You know the saying: if at first you don’t succeed… euthanize all your webOS devices, waffle on the software’s fate for a few months, spin it into an open-source project with little chance of success, and then switch to Android.
Okay, maybe that one’s not in the idiom dictionary—but HP might still abide by it. ReadWrite reports that the PC maker will use Android to power a "series of upcoming mobile devices," including a tablet featuring Nvidia’s Tegra 4 processor. The tablet has reportedly been in the works since Thanksgiving and could be one of the first out with the Tegra 4 inside.

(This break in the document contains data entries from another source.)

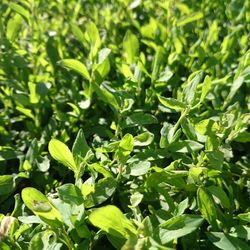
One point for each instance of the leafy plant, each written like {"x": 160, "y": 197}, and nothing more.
{"x": 124, "y": 124}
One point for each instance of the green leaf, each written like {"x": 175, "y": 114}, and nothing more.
{"x": 186, "y": 146}
{"x": 130, "y": 47}
{"x": 76, "y": 66}
{"x": 190, "y": 87}
{"x": 60, "y": 152}
{"x": 240, "y": 231}
{"x": 80, "y": 147}
{"x": 93, "y": 38}
{"x": 13, "y": 27}
{"x": 190, "y": 18}
{"x": 139, "y": 119}
{"x": 139, "y": 168}
{"x": 106, "y": 96}
{"x": 26, "y": 112}
{"x": 237, "y": 83}
{"x": 172, "y": 103}
{"x": 220, "y": 196}
{"x": 71, "y": 194}
{"x": 143, "y": 139}
{"x": 7, "y": 184}
{"x": 244, "y": 216}
{"x": 225, "y": 241}
{"x": 157, "y": 63}
{"x": 179, "y": 226}
{"x": 111, "y": 220}
{"x": 103, "y": 190}
{"x": 20, "y": 10}
{"x": 206, "y": 86}
{"x": 39, "y": 204}
{"x": 46, "y": 240}
{"x": 207, "y": 207}
{"x": 125, "y": 148}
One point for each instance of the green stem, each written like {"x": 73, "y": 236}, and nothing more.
{"x": 183, "y": 115}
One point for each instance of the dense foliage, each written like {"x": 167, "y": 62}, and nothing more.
{"x": 124, "y": 124}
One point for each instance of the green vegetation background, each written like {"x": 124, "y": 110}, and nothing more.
{"x": 137, "y": 108}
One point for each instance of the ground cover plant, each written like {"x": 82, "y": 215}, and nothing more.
{"x": 124, "y": 124}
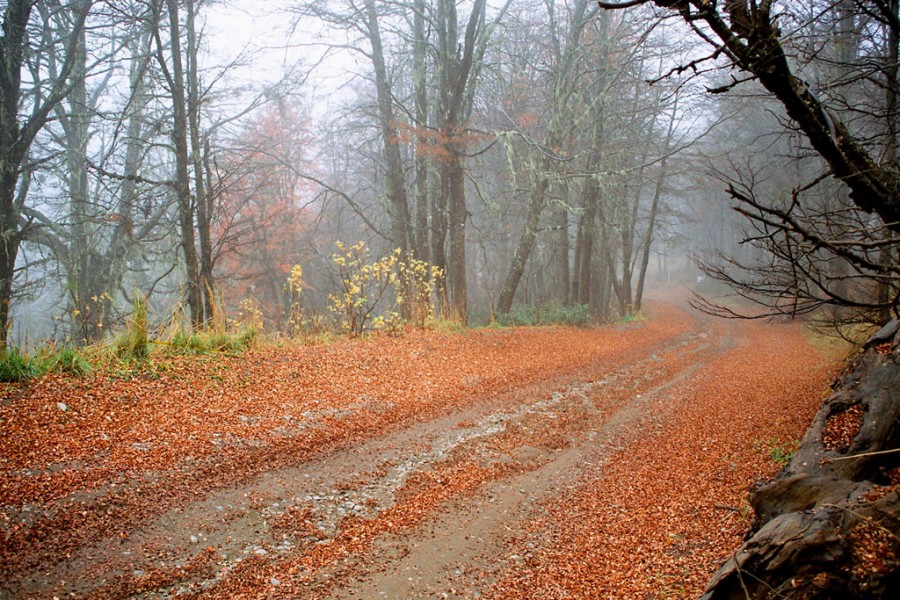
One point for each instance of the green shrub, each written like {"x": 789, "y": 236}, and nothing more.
{"x": 202, "y": 343}
{"x": 68, "y": 361}
{"x": 551, "y": 313}
{"x": 15, "y": 366}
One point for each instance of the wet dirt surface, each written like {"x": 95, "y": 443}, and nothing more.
{"x": 460, "y": 502}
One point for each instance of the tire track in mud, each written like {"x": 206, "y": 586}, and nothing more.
{"x": 395, "y": 514}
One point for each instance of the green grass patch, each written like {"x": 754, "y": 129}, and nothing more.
{"x": 16, "y": 366}
{"x": 551, "y": 313}
{"x": 211, "y": 342}
{"x": 781, "y": 453}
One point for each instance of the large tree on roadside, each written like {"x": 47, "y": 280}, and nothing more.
{"x": 24, "y": 110}
{"x": 768, "y": 42}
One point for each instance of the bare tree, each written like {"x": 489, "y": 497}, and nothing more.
{"x": 23, "y": 113}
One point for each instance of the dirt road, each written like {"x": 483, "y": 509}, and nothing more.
{"x": 510, "y": 464}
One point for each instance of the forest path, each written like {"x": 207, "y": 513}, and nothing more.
{"x": 468, "y": 495}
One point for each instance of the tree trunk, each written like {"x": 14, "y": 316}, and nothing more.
{"x": 456, "y": 277}
{"x": 182, "y": 166}
{"x": 395, "y": 187}
{"x": 561, "y": 248}
{"x": 199, "y": 150}
{"x": 526, "y": 242}
{"x": 421, "y": 116}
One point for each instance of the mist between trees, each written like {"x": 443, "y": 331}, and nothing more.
{"x": 514, "y": 153}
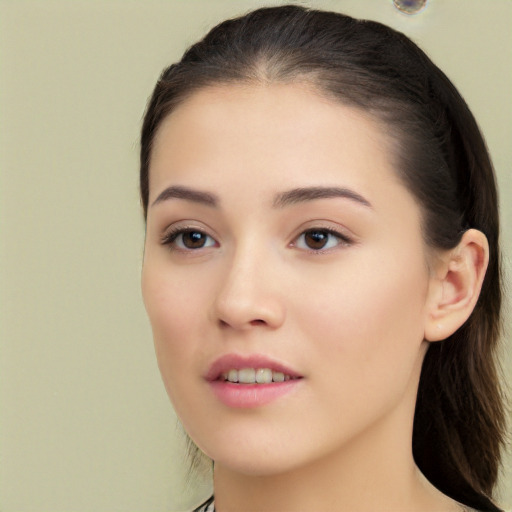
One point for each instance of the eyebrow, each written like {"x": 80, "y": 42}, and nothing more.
{"x": 179, "y": 192}
{"x": 288, "y": 198}
{"x": 300, "y": 195}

This story looks fairly solid, by the way. ReadWrite says it was tipped off by two sources who "spoke on the condition that they not be named because they are not authorized to discuss unreleased products." That sounds like the information comes from within HP itself.
In any case, the prospect of a Tegra 4-powered tablet is an enticing one. Announced at CES last month, the Tegra 4 features four main ARM Cortex-A15 cores, one extra power-saving core (just like the Tegra 3), and 72 graphics ALUs—six times as many as the Tegra 3. Nvidia’s CES demo showed a Tegra 4 tablet trouncing Google’s Nexus 10 tablet, whose Samsung Exynos 5250 chip has dual Cortex-A15 cores, in a web browsing test (although the performance difference there was contributed by Nvidia’s customized version of the Webkit browser engine, not by hardware differences alone.)
If ReadWrite’s sources are right, this news might also mean HP isn’t willing to bet on Windows RT for consumer tablets. The firm does offer an Atom-powered Windows 8 convertible, the $850 Envy x2, and it has announced a business-oriented ElitePad tablet. However, to my knowledge, there are no HP tablets out running Windows RT or straddling the key $500 price point.